Testimoniemos, pues, con palabras auténticas y verdaderas nuestra fe, nuestro encuentro con Cristo, persona real y concreta que vive, que no es una idea, ni un valor, ni una norma, ni un ideal aunque se tratase del más sublime de los ideales. Testimoniémoslo a través de nuestro compromiso en el mundo.

El amor a Dios y a los hombres nos apremia. Por eso no podemos dejar de anunciar a Cristo. Anunciar significa proclamar, hacerse portador de la Palabra de la salvación. Quien anuncia debe ofrecer algo a los demás, debe llevar un mensaje de verdad y de bien en el que se cree y del que se vive, y por el que uno es capaz de darlo todo y jugárselo todo.

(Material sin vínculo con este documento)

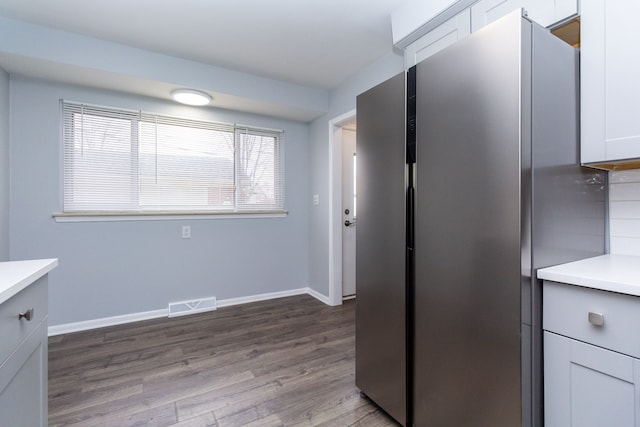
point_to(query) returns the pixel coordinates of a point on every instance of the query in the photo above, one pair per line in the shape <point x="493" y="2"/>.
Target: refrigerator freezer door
<point x="468" y="231"/>
<point x="380" y="240"/>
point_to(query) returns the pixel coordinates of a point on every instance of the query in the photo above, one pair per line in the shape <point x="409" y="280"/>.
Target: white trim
<point x="136" y="317"/>
<point x="59" y="217"/>
<point x="335" y="207"/>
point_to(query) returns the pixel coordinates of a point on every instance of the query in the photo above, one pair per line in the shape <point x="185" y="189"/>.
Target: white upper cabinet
<point x="610" y="89"/>
<point x="442" y="36"/>
<point x="544" y="12"/>
<point x="423" y="32"/>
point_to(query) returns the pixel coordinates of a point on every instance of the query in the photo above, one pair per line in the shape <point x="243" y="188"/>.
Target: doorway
<point x="349" y="212"/>
<point x="344" y="125"/>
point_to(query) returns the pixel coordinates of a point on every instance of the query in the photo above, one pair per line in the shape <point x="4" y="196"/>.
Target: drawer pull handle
<point x="27" y="314"/>
<point x="596" y="319"/>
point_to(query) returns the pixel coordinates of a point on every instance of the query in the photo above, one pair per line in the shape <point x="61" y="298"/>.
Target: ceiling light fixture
<point x="191" y="97"/>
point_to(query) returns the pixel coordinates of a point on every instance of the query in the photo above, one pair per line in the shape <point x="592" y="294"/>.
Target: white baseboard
<point x="136" y="317"/>
<point x="317" y="295"/>
<point x="105" y="321"/>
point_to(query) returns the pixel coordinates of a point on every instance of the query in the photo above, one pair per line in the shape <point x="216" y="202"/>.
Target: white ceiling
<point x="317" y="43"/>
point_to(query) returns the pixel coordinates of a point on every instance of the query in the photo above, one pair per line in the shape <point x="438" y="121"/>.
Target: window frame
<point x="68" y="108"/>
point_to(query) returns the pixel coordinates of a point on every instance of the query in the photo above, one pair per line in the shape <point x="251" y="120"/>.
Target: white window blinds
<point x="123" y="161"/>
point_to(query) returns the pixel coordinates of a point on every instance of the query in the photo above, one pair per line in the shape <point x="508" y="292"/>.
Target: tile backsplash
<point x="624" y="212"/>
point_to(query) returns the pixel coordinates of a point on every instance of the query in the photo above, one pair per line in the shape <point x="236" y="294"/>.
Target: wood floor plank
<point x="284" y="362"/>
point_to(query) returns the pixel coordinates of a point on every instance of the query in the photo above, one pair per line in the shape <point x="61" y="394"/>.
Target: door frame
<point x="335" y="205"/>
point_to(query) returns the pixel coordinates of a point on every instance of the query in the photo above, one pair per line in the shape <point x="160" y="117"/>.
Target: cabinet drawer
<point x="566" y="311"/>
<point x="14" y="330"/>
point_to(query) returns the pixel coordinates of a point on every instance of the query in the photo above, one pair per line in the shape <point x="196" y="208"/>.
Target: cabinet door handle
<point x="26" y="314"/>
<point x="596" y="319"/>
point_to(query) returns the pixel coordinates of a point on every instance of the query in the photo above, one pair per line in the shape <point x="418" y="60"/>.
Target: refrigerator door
<point x="468" y="231"/>
<point x="380" y="240"/>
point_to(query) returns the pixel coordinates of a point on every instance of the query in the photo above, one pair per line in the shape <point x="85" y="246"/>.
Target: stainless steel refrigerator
<point x="468" y="181"/>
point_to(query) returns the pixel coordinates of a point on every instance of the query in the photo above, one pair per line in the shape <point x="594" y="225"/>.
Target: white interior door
<point x="348" y="212"/>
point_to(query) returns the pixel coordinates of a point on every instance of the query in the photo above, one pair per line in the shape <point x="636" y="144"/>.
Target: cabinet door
<point x="442" y="36"/>
<point x="610" y="90"/>
<point x="544" y="12"/>
<point x="589" y="386"/>
<point x="486" y="11"/>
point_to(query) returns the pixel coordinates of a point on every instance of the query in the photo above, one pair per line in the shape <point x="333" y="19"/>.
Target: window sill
<point x="164" y="215"/>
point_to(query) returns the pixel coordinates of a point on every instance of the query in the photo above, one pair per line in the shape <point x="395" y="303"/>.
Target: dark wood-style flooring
<point x="281" y="362"/>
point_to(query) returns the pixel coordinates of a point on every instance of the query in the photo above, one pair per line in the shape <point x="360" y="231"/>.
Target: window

Nuestro mensaje es Cristo, creído, celebrado, vivido e invocado en y por la Iglesia. Hemos de conocer cada vez más y mejor a Jesucristo, su palabra que nos anuncia la Iglesia, la que ella cree, celebra, vive y ora.

Muchos rechazan a Dios y a su Hijo Jesucristo, nuestro Señor, por ignorancia. Hay mucha ignorancia en torno a la fe cristiana, aunque también hay mucho deseo de escuchar la Palabra de Dios. La fe nace de la Palabra. Anunciar la Palabra no es sólo cosa de los sacerdotes o de los religiosos y religiosas, sino que también es algo que corresponde a todos los miembros del Pueblo de Dios, a vosotros los seglares. Debéis tener el coraje y la libertad para hablar de Cristo en vuestras familias, en vuestro ambiente, en el trabajo o en cualquier ocasión que se os presente, animados por el mismo coraje de los apóstoles, fortalecidos por el Espíritu Santo, cuando afirmaban: “No podemos callar aquello que hemos visto y oído” ( He 4, 2O). Ninguno de vosotros puede callar.

No tengáis miedo. No digáis como el profeta Jeremías: “Señor, pero si yo no sé hablar, yo soy joven”. Porque entonces el Señor te responderá, como al mismo profeta: “No digas: ¡Soy joven!, porque adonde yo te envíe, irás; y todo lo que yo te ordene, dirás. No tengas miedo de ello, porque yo estoy contigo”(Jer l,6-7). Yo estaré con vosotros hasta el fin de los siglos, dice Jesús al subir el cielo. Y la promesa ha sido cumplida. Él está con nosotros, presente en su Iglesia, actuante en su anuncio, por la fuerza del Espíritu Santo que fue enviado en Pentecostés y ahora nosotros invocamos para que sigamos anunciándolo.
Pidamos a Dios, junto con la Virgen María, que “nos dé su Espíritu de sabiduría, que nos conduzca a un mejor conocimiento y a una experiencia más viva del Evangelio de su Hijo, Jesucristo, y nos haga llevar la luz y el testimonio de nuestra fe a cuantos la tienen debilitada o carecen de ella; a fin de que, formando todos su familia, peregrinemos alegres hacia su morada eterna”.